New Frontiers, Old Patterns: Extractive Imperialism and the Green Transition in Argentina

4 Jun 2026, 16:45

Description

This paper examines how the global green transition reproduces extractive imperialism through new forms of environmental destruction and epistemic violence, exemplified by lithium mining in Argentina’s Salar del Hombre Muerto. Promoted as essential for sustainable development, the expansion of lithium extraction is producing severe ecological degradation, draining scarce water resources and eradicating entire ecosystems that have sustained local livelihoods for centuries. Building on notions of ecological imperialism and ecologically unequal exchange, as well as fieldwork conducted in Argentina, the paper explores how old extractive patterns persist within ostensibly “new” resource frontiers. This continuity demonstrates how environmental sacrifice remains inextricably tied to economic, political, and social control, linking local realities to global power structures
These dynamics are shaped by Argentina’s long-standing denial of Indigenous presence and national narratives of homogeneity, which have been sustained through state policy and development discourse and continue to erase Indigenous identity.

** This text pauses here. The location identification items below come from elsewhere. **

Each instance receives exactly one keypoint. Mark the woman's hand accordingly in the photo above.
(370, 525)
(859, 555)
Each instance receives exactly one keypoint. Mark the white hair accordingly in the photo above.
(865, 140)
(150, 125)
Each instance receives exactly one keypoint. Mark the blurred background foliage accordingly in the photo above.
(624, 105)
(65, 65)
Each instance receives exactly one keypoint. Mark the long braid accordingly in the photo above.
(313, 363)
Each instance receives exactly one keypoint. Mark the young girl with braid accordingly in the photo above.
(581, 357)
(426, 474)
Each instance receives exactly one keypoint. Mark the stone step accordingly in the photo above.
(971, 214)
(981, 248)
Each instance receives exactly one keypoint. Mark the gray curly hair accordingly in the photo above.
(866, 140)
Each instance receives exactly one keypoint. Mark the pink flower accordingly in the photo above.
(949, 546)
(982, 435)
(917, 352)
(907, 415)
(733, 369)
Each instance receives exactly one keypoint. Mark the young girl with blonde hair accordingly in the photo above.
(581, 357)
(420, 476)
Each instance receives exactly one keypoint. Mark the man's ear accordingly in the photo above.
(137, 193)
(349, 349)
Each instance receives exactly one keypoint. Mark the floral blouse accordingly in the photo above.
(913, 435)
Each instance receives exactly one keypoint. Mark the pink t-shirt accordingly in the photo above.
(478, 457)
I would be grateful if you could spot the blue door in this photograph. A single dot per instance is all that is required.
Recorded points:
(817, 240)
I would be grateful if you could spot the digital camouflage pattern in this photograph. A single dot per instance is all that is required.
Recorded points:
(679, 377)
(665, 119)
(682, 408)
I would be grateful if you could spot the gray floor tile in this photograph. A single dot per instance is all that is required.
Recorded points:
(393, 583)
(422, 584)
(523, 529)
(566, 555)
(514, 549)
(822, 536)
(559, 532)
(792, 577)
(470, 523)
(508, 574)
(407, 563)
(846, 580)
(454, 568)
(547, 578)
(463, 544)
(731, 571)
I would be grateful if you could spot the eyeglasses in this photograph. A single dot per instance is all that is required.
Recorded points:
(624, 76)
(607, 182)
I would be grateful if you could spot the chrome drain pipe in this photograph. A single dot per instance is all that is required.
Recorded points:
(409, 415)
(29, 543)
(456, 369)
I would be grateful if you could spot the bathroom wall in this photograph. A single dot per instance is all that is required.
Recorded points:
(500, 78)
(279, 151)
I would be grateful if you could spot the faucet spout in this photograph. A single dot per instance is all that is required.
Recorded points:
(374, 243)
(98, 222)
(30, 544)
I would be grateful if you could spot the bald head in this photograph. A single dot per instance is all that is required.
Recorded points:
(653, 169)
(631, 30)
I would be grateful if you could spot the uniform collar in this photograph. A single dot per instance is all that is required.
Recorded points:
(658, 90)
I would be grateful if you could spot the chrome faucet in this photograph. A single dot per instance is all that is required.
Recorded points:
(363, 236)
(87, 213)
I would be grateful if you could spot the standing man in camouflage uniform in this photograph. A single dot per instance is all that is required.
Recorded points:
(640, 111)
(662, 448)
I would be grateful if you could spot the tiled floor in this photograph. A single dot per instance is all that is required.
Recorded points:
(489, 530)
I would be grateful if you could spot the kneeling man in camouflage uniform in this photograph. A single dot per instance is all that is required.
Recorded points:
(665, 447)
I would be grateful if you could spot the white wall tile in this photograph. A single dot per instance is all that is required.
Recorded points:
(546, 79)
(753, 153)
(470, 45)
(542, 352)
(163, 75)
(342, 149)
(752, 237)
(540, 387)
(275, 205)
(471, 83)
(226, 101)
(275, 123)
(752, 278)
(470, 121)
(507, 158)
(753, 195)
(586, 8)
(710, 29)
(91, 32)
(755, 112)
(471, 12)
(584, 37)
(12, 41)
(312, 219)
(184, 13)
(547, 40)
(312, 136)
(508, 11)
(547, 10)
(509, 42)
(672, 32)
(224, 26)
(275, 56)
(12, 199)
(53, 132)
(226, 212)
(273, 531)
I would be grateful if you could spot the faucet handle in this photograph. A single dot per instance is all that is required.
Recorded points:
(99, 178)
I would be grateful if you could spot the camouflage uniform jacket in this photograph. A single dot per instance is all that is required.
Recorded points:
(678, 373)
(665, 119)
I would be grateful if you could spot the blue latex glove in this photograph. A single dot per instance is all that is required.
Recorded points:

This erasure conceals the social and ecological costs of extraction and narrows the horizon of political and economic possibility, presenting extractive-led growth as both natural and necessary. Consequently, state and corporate actors at home and abroad mobilise the language of progress and sustainability to legitimise environmental destruction and the expansion of resource frontiers.
At the same time, Indigenous and local communities in the Puna actively contest these dynamics through anti-extractivist organising and the articulation of alternative relationships to land, water, and livelihood. Linking these struggles to broader histories of coloniality, the paper shows how the green transition renews old imperial logics while generating spaces for decolonial resistance and reimagination of life.